When the New York Stock Exchange crashed, hundreds of ______ failed. These banks failed because: 1) they had invested people’s _________ _________ in the stock market, 2) they had loaned money to stock speculators who were buying stock on _________. Because of the bank failure after the stock market crash, American lost ________ in the nation’s banking system. When they lost confidence in the banks, thousands of Americans rushed to _______ their savings from the banks, before they closed. These “runs on the banks” placed even more pressure on the nation’s banking system and caused even more banks to _______.
During the first three years of the Great Depression, approximately ______ banks failed. At least _____ million Americans lost their savings. This widespread collapse of the American banking system between 1929 and 1932 led to a severe contraction in the nation’s ______ ______. Deflation resulted.

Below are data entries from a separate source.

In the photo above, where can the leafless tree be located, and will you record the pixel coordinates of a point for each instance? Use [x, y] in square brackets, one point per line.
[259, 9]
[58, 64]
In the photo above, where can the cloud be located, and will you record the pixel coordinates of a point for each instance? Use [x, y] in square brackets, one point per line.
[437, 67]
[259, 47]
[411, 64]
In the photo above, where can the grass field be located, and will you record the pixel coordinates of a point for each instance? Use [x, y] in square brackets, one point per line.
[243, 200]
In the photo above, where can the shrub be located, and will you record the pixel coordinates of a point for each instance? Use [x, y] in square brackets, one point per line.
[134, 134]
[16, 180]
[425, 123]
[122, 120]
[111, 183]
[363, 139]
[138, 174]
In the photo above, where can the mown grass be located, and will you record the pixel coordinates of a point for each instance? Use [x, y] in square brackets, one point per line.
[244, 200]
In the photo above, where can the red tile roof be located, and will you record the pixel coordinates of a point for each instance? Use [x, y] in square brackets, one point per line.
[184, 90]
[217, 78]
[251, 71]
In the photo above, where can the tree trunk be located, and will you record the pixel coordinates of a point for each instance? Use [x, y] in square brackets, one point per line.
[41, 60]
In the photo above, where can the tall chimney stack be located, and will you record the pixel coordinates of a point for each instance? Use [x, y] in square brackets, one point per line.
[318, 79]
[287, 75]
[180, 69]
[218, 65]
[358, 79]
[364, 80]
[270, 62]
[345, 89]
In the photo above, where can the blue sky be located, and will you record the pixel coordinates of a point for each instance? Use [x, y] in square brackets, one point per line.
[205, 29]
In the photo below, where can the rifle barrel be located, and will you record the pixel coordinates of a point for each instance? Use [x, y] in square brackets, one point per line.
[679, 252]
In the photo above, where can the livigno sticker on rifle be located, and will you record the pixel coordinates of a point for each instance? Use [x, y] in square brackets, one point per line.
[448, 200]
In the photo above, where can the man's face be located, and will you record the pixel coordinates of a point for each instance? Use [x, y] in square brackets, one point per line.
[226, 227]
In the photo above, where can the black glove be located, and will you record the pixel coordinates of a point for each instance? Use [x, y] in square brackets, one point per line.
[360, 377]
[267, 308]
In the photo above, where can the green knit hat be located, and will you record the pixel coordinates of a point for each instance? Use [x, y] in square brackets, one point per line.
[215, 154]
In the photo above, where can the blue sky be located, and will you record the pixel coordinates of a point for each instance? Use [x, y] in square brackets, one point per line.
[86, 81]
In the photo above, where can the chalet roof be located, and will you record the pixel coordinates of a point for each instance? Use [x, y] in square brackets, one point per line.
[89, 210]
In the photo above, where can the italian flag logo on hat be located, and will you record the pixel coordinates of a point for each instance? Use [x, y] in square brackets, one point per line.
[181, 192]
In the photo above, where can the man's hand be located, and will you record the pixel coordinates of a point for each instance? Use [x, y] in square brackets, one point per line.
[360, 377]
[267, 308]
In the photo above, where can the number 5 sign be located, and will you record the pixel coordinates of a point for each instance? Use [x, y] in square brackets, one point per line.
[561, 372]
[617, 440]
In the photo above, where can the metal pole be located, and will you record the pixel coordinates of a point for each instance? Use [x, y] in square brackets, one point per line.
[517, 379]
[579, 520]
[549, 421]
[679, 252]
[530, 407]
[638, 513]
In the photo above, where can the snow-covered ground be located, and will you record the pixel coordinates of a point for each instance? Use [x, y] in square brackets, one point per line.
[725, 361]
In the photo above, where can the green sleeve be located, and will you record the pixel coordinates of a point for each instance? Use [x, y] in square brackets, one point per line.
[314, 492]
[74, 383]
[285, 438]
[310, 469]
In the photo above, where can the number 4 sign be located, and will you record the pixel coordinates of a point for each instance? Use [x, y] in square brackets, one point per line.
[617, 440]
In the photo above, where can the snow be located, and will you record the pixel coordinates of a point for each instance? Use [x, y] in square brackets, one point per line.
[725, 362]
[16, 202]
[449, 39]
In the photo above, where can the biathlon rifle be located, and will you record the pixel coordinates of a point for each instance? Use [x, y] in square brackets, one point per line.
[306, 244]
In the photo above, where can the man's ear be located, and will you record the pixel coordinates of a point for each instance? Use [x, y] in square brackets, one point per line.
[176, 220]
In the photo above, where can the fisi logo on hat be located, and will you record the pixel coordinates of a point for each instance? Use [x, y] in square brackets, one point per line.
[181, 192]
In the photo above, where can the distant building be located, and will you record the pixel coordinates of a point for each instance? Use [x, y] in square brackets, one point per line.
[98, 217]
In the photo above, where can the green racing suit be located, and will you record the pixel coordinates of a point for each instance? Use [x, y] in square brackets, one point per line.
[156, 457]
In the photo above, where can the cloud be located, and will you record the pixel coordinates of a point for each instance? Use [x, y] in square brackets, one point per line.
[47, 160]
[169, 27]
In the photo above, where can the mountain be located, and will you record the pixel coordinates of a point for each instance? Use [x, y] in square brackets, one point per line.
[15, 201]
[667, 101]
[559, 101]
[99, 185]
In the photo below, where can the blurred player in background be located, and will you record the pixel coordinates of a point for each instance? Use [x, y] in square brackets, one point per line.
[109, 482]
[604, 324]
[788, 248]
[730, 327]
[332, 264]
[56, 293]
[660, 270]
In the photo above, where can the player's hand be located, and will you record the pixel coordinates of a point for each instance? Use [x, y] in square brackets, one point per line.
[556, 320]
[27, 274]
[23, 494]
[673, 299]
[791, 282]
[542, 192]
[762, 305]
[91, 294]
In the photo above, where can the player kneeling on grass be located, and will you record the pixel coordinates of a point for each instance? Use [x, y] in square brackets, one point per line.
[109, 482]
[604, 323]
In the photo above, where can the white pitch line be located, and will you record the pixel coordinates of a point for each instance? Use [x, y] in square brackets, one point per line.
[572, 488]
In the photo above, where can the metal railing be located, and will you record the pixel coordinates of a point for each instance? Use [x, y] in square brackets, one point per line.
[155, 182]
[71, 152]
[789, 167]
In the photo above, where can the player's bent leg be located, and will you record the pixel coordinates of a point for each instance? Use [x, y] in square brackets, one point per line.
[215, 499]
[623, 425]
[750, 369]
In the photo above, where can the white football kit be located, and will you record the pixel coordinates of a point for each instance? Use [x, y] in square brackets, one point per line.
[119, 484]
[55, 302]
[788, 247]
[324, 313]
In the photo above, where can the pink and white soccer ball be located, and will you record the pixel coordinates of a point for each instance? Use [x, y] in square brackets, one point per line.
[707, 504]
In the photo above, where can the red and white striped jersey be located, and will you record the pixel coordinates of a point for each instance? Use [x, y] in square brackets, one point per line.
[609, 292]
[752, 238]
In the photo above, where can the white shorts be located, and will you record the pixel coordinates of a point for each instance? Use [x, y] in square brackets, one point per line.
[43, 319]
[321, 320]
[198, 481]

A ____________ _________ is a tax on imports that is so high Americans cannot afford to buy foreign goods. After the 1929 stock market crash, Congress tried to help American business by passing the __________-_________ Tariff. This tariff law set the ________ tariff rates in American history. Congress hoped the Hawley-Smoot Tariff would encourage Americans to buy __________-made goods. Instead, it caused __________ countries to retaliate or get back at the United States by passing high tariffs of their own. These retaliatory tariffs made American exports so expensive that foreigners could/could not afford to buy American goods. In short, the erection of trade barriers by all of the world’s major industrial owners after the 1929 stock market crash strangled ______ _______.